The Care Quality Commission (CQC) found Sheffield teaching hospitals NHS foundation trust, one of the largest NHS trusts in England, had failed to make the required improvements to services when it visited in October and November, despite receiving previous warnings from the watchdog.

As well as concerns across the wider trust, a focused inspection on maternity raised significant issues about the way its service is run. When it came to medical staff at the Sheffield trust, the “service did not have enough medical staff with the right qualifications, skills, and experience to keep women and babies safe from avoidable harm and to provide the right care and treatment”, the report said.

The CQC previously identified significant patient safety concerns in Sheffield in March 2021, which led to the rating of the maternity service deteriorating to inadequate. Its reinspection, it said, found “there was little or no improvement to the quality of care patients received … in some areas the service had deteriorated further”. It also had “significant concerns about the assessment of patients in the labour ward assessment unit, maternity staffing and delays in induction of labour”, it added.

Inspectors found that staff were not interpreting, classifying or escalating measures of a baby’s heart rate properly, an issue that was raised by Donna Ockenden in her review of the Shrewsbury scandal.

Despite foetal monitoring being highlighted as an area needing attention in 2015 and 2021, the most recent inspection “highlighted that the service continued to lack urgency and pace in implementing actions and recommendations to mitigate these risks, therefore exposing patients to risk of harm”.

The report added: “We were informed by staff that there were often difficulties requesting additional assistance when women’s health was deteriorating.
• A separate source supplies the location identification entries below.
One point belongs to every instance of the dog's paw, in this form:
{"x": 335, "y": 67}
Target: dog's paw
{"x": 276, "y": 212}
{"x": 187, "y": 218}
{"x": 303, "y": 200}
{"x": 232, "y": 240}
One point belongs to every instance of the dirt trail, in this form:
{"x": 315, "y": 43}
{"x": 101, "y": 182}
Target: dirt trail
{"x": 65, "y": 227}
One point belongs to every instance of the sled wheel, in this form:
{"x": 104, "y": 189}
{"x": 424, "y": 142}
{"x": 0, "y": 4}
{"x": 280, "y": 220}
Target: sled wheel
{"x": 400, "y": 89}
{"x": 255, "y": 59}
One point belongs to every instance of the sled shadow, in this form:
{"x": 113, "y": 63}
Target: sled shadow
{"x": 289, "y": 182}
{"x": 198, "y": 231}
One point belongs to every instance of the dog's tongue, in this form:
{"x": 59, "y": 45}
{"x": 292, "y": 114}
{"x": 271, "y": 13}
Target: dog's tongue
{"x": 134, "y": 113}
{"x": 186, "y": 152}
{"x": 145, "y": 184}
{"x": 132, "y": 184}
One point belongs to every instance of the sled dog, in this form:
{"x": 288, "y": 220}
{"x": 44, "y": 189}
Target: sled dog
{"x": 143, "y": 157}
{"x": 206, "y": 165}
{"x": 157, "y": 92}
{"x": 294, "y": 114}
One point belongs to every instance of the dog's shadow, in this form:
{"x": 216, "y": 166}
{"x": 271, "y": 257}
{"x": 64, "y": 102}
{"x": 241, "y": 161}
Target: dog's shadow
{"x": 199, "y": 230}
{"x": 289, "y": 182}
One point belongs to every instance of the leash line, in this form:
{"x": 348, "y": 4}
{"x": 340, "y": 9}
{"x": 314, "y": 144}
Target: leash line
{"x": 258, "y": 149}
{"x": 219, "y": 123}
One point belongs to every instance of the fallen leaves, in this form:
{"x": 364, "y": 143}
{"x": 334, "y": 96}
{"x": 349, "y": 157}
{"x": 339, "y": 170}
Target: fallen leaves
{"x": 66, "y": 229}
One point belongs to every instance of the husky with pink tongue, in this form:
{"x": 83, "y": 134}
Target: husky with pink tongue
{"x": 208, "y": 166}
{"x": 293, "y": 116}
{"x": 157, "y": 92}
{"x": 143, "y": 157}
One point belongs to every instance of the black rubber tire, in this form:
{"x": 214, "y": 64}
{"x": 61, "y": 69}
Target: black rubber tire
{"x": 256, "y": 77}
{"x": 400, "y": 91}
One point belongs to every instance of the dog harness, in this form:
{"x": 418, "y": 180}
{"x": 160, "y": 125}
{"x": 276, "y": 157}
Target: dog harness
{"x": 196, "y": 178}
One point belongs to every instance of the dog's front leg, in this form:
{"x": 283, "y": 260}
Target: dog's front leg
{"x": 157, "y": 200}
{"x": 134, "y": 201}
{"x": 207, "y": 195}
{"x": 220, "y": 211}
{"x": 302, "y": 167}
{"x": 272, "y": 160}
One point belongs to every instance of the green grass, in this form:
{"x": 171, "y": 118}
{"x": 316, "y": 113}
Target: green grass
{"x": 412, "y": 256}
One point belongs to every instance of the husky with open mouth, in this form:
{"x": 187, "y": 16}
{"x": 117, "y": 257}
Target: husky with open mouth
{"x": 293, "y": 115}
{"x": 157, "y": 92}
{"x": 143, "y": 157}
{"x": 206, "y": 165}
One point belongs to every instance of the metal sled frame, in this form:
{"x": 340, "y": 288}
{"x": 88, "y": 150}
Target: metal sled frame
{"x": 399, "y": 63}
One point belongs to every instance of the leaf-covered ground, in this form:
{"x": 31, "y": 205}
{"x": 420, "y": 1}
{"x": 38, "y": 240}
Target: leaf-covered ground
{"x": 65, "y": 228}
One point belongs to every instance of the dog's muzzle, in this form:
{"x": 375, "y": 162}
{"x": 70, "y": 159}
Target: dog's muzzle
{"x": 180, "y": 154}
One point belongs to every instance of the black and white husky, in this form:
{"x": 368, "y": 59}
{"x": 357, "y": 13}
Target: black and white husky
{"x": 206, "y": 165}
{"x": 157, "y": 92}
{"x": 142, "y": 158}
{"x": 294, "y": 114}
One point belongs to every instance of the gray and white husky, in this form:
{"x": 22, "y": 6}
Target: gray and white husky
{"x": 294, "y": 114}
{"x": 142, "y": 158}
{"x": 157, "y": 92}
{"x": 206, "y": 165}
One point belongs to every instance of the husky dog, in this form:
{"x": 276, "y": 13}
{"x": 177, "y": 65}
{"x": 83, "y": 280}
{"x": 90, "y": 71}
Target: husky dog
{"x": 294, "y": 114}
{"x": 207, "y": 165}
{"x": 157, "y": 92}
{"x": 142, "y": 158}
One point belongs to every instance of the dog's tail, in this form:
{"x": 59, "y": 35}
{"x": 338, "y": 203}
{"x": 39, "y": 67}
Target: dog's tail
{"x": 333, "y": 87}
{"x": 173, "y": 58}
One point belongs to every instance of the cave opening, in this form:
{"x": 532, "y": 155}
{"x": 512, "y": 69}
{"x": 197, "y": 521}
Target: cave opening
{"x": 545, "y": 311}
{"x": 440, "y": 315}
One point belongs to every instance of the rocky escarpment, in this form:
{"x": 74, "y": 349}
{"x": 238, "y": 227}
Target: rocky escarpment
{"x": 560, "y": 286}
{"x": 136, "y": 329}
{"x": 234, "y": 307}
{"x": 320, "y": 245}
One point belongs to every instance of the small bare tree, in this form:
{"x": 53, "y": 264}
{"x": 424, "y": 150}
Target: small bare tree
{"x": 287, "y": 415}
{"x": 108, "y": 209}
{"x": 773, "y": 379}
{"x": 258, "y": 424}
Staff told us that there were occasions when they would ‘bleep’ for medical assistance on more than one occasion before assistance arriving. We were also told on multiple occasions that there were instances where an emergency call buzzer would be pulled after receiving no response to multiple bleep calls.”

The trust’s overall rating has been downgraded from “good” to “requires improvement”. Its chief executive, Kirsten Major, said she was “devastated” by the findings, and took them “extremely seriously”. She added: “We have already taken action that will help us improve, including recruiting over 500 new nurses who are now working on the wards, and there have been changes to our maternity services including investing in more midwives.”